I'd have to say that the most common beginner Chams are Veilds and Panthers... They have similar care requirements and are the easiest to care for. Not saying they are easy. I have 2 Panthers myself and am in total love with them  :Very Happy:  There is a WONDERFUL forum all about Chameleons that I am a part of as well, Chameleonforums.com. I learned everything I know about Chams there!  :Smile:  It's awesome that you are doing your research first instead of jumping into it beforehand. Good luck!  :Very Happy:

----------

_ahunt037_ (06-13-2011)

----------


## ahunt037

wow just barely saw this ya i joined that site shortly after i posted this after just jumping into my first ball python without researching i definitely am researching first i just hope i dont go crazy buying chams like i did bp's

i think im gonna get myself a panther next reptile show i like the panthers pattern and i hear that they are more docile than veilids so that will probably be my next purchase, as long as i dont buy every single ball python i see between now and then i hate looking at kingsnake.com  :Sad:

----------


## Exotic Ectotherms

I've had both Veileds and Panthers and I have to agree that they are both pretty good starter chams as long as you do your research first.  Just be sure to give them a nice variety of foods because they can easily get bored of the same thing if fed too much.

----------

_ahunt037_ (06-13-2011)

----------


## killerphade310

Most veiled chams are really mean especially the one i had but they have the easiest care requirements like the panthers. The chameleons i like the most was the jacksons , the ones with the 3 horns on their heads and their requirement isnt really that hard u just gotta have a higher humidity for them but they have a real kool personality :p

----------

_ahunt037_ (06-14-2011)

----------


## DC Reptiles

I've had a few differnt Cham. and I have to say, I had an easier time with my veilds. My females where always nice unless gravid, my males thats a different story. I think either panther or veild would be a good choice, just try not to bother to much, they are more a look but dont touch pet.

----------

_ahunt037_ (06-14-2011)

----------


## ahunt037

thanks all ya the look but dont touch will be extremely difficult for me im gonna wanna play with them lol which one do yall find has really pretty colors out of the panthers?

----------


## ahunt037

Well I finally went and got my self a cham got him from tiki reptiles at the phx reptile EXPO this past weekend he is a 2 month old nosy be panther and he is awesome thanks for ur help ill post up some pictures later tonight then some better ones in a week or two once he has fully settled in thanks again

----------


## mainbutter

Go spend some time on a few chameleon forums.  When my gf wanted to get a panther cham, that was the best source of information for her.

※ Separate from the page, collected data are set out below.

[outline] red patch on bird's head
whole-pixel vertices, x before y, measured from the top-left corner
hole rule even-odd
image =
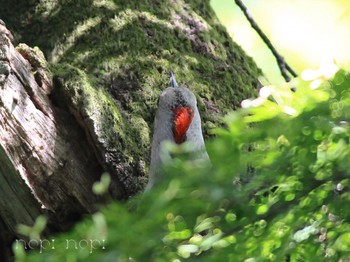
[[[194,112],[190,107],[175,107],[173,134],[176,144],[181,144],[186,140],[186,132],[192,122]]]

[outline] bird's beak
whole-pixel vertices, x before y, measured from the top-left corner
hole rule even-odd
[[[176,79],[175,79],[175,76],[174,76],[173,72],[170,72],[170,86],[174,87],[174,88],[179,87],[177,85],[177,82],[176,82]]]

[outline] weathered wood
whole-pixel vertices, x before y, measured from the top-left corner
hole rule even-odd
[[[103,170],[84,130],[50,101],[39,49],[21,45],[21,55],[10,35],[0,24],[0,220],[15,235],[18,223],[31,224],[43,210],[63,225],[96,210],[92,185]]]
[[[0,260],[9,254],[18,224],[33,225],[43,210],[0,145]]]
[[[42,211],[1,146],[0,159],[0,214],[9,230],[15,232],[16,225],[32,225]]]

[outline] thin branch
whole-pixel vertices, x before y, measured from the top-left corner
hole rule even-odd
[[[259,36],[262,38],[262,40],[265,42],[265,44],[268,46],[268,48],[271,50],[273,55],[275,56],[277,60],[278,67],[280,68],[281,74],[283,78],[286,80],[286,82],[290,82],[291,78],[288,75],[288,72],[293,76],[297,77],[297,73],[286,63],[283,56],[281,56],[276,48],[272,45],[271,41],[268,39],[268,37],[264,34],[264,32],[260,29],[258,24],[254,21],[253,17],[251,16],[248,8],[243,4],[241,0],[235,0],[236,4],[239,6],[239,8],[244,13],[245,17],[248,19],[251,27],[255,29],[255,31],[259,34]]]

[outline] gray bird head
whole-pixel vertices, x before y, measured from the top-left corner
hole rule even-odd
[[[160,94],[158,111],[173,116],[174,109],[181,107],[195,111],[197,109],[197,100],[188,88],[177,84],[173,72],[170,72],[170,87]]]
[[[197,109],[195,95],[186,87],[170,86],[159,97],[158,111],[162,111],[169,117],[173,117],[176,108],[186,107],[193,111]]]

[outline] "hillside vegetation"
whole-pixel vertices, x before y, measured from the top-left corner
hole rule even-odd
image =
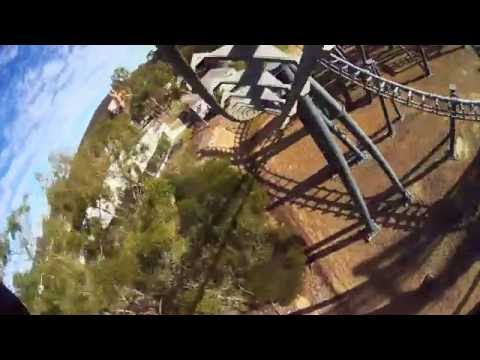
[[[265,211],[267,195],[250,175],[224,159],[198,159],[189,132],[157,178],[149,174],[171,145],[160,142],[106,229],[86,217],[111,196],[112,162],[141,151],[135,124],[150,111],[145,102],[168,111],[178,99],[172,80],[163,63],[116,71],[113,86],[132,94],[127,111],[97,121],[74,158],[52,156],[52,176],[39,177],[51,213],[31,270],[14,277],[32,313],[236,313],[288,304],[300,290],[301,239]]]

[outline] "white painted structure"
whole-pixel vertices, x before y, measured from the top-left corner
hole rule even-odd
[[[110,224],[115,216],[115,209],[121,204],[122,193],[128,186],[127,180],[122,175],[120,166],[121,162],[126,161],[125,164],[127,167],[129,165],[135,165],[135,167],[137,167],[138,170],[143,173],[148,165],[149,160],[155,153],[162,134],[165,134],[169,141],[173,144],[177,140],[178,136],[186,129],[186,125],[180,120],[177,119],[175,123],[177,126],[170,127],[158,120],[153,120],[145,127],[143,136],[136,145],[137,150],[140,150],[141,147],[144,147],[145,150],[142,152],[139,151],[139,155],[128,157],[127,160],[125,160],[126,155],[122,154],[120,156],[120,160],[114,162],[110,166],[105,179],[105,185],[111,190],[112,199],[99,199],[97,201],[96,208],[90,207],[87,209],[87,218],[99,218],[104,229]],[[162,165],[163,169],[164,164]],[[134,172],[132,172],[130,175],[133,179],[138,176]]]

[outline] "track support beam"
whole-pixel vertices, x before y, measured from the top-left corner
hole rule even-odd
[[[377,64],[376,64],[375,60],[368,59],[367,60],[367,68],[370,69],[370,71],[373,74],[380,76],[380,73],[378,71]],[[380,87],[379,87],[379,89],[380,89]],[[392,122],[390,121],[390,116],[388,115],[388,110],[387,110],[387,106],[385,104],[385,99],[383,98],[382,95],[380,95],[380,90],[378,92],[378,97],[379,97],[379,101],[380,101],[380,106],[382,108],[383,117],[385,119],[385,125],[386,125],[387,131],[388,131],[387,135],[388,136],[393,136],[393,135],[395,135],[395,129],[393,127]]]
[[[449,86],[449,90],[450,90],[450,97],[455,99],[457,98],[457,87],[454,85],[454,84],[450,84]],[[453,103],[451,105],[453,108],[450,109],[450,111],[455,111],[456,110],[456,107],[457,105],[455,103]],[[450,115],[450,131],[449,131],[449,149],[448,149],[448,157],[451,159],[451,160],[456,160],[457,159],[457,155],[455,153],[455,137],[456,137],[456,124],[455,124],[455,116],[453,115]]]
[[[283,69],[284,73],[287,75],[289,71],[292,72],[292,70],[296,70],[294,65],[290,65],[290,67],[284,66]],[[312,96],[315,98],[316,103],[320,104],[320,106],[322,107],[324,112],[328,114],[328,117],[330,119],[338,118],[338,120],[343,123],[347,130],[357,138],[362,147],[370,153],[370,155],[373,159],[375,159],[375,161],[377,161],[385,175],[387,175],[387,177],[390,179],[392,185],[397,189],[397,191],[402,194],[405,200],[405,204],[411,204],[413,202],[412,195],[402,185],[397,175],[391,168],[390,164],[385,160],[382,153],[380,152],[380,150],[378,150],[372,139],[370,139],[370,137],[368,137],[368,135],[364,133],[362,128],[357,125],[355,120],[345,110],[345,108],[340,106],[340,104],[333,98],[332,95],[330,95],[327,90],[325,90],[323,86],[321,86],[313,78],[310,78],[310,83],[312,86]]]
[[[295,105],[297,99],[300,97],[300,94],[303,91],[303,88],[317,63],[317,59],[318,56],[320,56],[321,51],[321,45],[305,45],[303,47],[302,57],[298,66],[299,71],[297,71],[295,79],[292,83],[292,87],[287,94],[285,105],[282,107],[282,112],[274,120],[275,123],[277,123],[282,129],[286,126],[285,120],[287,119],[287,116],[290,115],[290,111]]]
[[[365,203],[365,199],[353,178],[345,157],[335,143],[332,133],[327,125],[327,117],[315,106],[310,96],[299,100],[300,119],[305,129],[312,135],[313,140],[325,155],[328,164],[338,173],[344,186],[352,196],[352,199],[365,222],[370,241],[380,230],[380,226],[373,220]]]
[[[367,65],[367,62],[368,62],[367,48],[365,47],[365,45],[358,45],[357,48],[359,49],[360,55],[362,56],[363,67],[367,68],[368,66]],[[363,79],[363,82],[365,82],[365,79]],[[368,103],[371,104],[373,100],[372,94],[367,89],[365,89],[365,93],[368,99]]]
[[[422,45],[418,45],[417,47],[420,56],[422,57],[422,64],[423,64],[423,71],[425,71],[425,76],[432,75],[432,70],[430,69],[430,64],[428,63],[427,54],[425,53],[425,49]]]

Panthers aren't hard to take care of, but they do have higher time requirements and are a bit pricier in husbandry costs when compared to most snakes.  I highly recommend investing in a timed spraying system such as a mistking to keep any chams well hydrated.

----------

_ahunt037_ (11-21-2011)

----------


## perfectpythons

I own and breed jacksons and there the best. They just chill on your hand. Just put a heat lamp and a automatic mister in a screen cage and your set. I also cage there diet up every two days with lively animals such as roaches, grasshoppers and crickets. Also use mealworms, hornworms, and mine LOVE silkworms. Good luck  :Wink:

----------


## CaitJaye

My first Cham was a Senegal. Their smaller then panthers and veileds by far, about palm length excluding the tail. But mine was super friendly and it took a lot to stress her out. Plus they get some real nice color patterns. They are pretty cheap, only about 50 bucks, and are great with hand feeding. I would always recommend one if you wanna start out small.

----------


## SoCal Pythons

Personally, since i breed veileds and panthers i would say that veileds are the best to start out with. But, if you are willing to spend money i would definitely get a panther! They both require the same treatment or attention and they are so addictive once you get one!

----------